Simeon dropped down into the empty seat and looked at his ticket again. His was seventeen, and that was definitely the empty seat.
“Sorry,” he whispered. “How embarrassing—but it’s so dark, I…”
Yet his neighbor didn’t offer him so much as a glance, merely gesturing with one hand, a flick of the wrist that commanded silence. A faint glare of light reflected for a moment from the jeweled cufflink that peeped out from beneath the sleeve of the man’s jacket, then Simeon’s attention was caught by the curtain which, thank God, was finally beginning to rise.
This isn’t going to be an awkward three hours at all, is it?
Not at all.
Simeon was soon carried into the play. The scenery was gorgeous, and he overlooked the unimpressive acting because whoever was playing Theseus—if only Simeon had had time to grab a program—was a thoroughly delicious silver fox. As he settled into seat seventeen, Simeon became aware of a scent from somewhere nearby—a very pleasant cologne. The kind that Theseus would wear, in fact. Manly. Distinguished. The cologne of a mature man, who—
Christ, it isn’t the grumpy sod sat beside me, is it?
Simeon peered at him from the corner of his eye.
It wouldn’t be him. He had the voice and manner of an old-school toff. Lord knows this city has enough of them, and none of them wear cologne like that. Oh, for his own Theseus wearing that cologne.
Simeon forced himself to concentrate on the play, even though the energetic young actors didn’t hold much interest for him. But with any luck, Theseus would turn up again as Oberon, King of the Fairies.
A man can dream.
Before Simeon had time to lament the departure of Theseus too much, the curtain fell and the house lights came up. The interval. He really could do with a drink. Perhaps he should do the decent thing and apologize to the man who hadn’t been in his seat?
“Look, sorry—I don’t suppose you’d like to—?”
He glanced round at the man who’d sat so quietly beside him in the dark and held his breath as he looked at him.
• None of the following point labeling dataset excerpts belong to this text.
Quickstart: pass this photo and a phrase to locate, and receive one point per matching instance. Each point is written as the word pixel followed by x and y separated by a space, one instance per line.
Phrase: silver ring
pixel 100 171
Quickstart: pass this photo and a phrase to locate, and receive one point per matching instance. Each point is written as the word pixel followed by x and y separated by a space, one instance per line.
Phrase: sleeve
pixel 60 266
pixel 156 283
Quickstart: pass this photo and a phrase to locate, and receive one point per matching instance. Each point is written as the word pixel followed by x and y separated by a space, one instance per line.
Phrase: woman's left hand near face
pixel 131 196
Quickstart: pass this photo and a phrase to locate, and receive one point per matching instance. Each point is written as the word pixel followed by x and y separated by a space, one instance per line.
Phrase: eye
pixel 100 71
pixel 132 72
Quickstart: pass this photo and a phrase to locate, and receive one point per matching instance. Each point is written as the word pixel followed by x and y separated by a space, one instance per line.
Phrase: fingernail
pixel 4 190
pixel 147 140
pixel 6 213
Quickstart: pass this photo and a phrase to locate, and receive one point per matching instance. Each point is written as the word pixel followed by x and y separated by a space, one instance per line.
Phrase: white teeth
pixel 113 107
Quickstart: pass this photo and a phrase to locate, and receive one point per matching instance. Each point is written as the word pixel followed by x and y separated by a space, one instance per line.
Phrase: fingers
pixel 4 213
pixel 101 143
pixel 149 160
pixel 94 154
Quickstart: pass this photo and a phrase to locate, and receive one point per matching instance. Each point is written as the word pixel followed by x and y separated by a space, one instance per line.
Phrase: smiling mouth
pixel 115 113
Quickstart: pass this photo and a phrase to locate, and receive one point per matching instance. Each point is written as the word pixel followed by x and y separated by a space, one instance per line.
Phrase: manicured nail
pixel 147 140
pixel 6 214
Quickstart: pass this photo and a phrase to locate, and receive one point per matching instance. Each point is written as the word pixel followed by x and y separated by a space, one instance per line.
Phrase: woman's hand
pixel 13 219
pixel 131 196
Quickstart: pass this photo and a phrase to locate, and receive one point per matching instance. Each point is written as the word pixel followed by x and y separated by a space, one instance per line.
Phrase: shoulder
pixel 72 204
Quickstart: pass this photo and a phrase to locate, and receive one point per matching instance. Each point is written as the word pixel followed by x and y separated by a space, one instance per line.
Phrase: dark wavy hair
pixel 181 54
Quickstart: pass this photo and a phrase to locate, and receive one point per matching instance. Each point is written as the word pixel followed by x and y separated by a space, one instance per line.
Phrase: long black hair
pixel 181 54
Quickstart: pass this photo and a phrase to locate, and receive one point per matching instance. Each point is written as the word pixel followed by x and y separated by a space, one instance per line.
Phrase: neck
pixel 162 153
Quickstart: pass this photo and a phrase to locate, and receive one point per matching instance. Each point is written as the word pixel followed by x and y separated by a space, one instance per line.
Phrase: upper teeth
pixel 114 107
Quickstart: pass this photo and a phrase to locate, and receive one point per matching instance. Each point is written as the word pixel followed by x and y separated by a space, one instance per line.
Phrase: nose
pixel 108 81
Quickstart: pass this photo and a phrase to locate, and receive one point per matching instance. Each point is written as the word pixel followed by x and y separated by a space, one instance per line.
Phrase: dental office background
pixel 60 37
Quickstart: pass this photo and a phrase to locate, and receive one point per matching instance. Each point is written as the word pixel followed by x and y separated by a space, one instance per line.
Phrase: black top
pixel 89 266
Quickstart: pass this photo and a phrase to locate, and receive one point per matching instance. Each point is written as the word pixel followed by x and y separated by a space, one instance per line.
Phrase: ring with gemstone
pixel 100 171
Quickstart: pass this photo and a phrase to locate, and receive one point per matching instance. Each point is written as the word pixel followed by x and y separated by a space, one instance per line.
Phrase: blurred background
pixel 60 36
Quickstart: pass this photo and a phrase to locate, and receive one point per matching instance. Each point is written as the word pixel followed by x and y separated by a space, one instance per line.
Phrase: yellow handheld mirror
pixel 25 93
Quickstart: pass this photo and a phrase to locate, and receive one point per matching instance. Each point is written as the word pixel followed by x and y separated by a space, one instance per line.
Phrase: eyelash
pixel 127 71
The woman who had weaponized her program shot Simeon a pointed, disapproving look before bustling from the row. It was only then that he realized the couple weren’t together at all. In fact, as the woman departed, the man in seat sixteen was gazing fixedly at his program and clearly trying to pretend that Simeon didn’t exist.
Bloody hell, how could I have been so stupid?
The man in seat sixteen was gorgeous.
A head of thick blond hair, stranded with silver, and a strong jaw. Tall. Nicely dressed—far more nicely than Simeon. The man in seat sixteen seemed to have made an effort for going out to the theater, with a shirt and tie and three-piece suit.
And he was wearing that damn cologne.
Simeon turned in his seat and grinned him. “Mate—look, I’m going to grab a drink. Do you—can I get you something by way of apology? Least I can do.”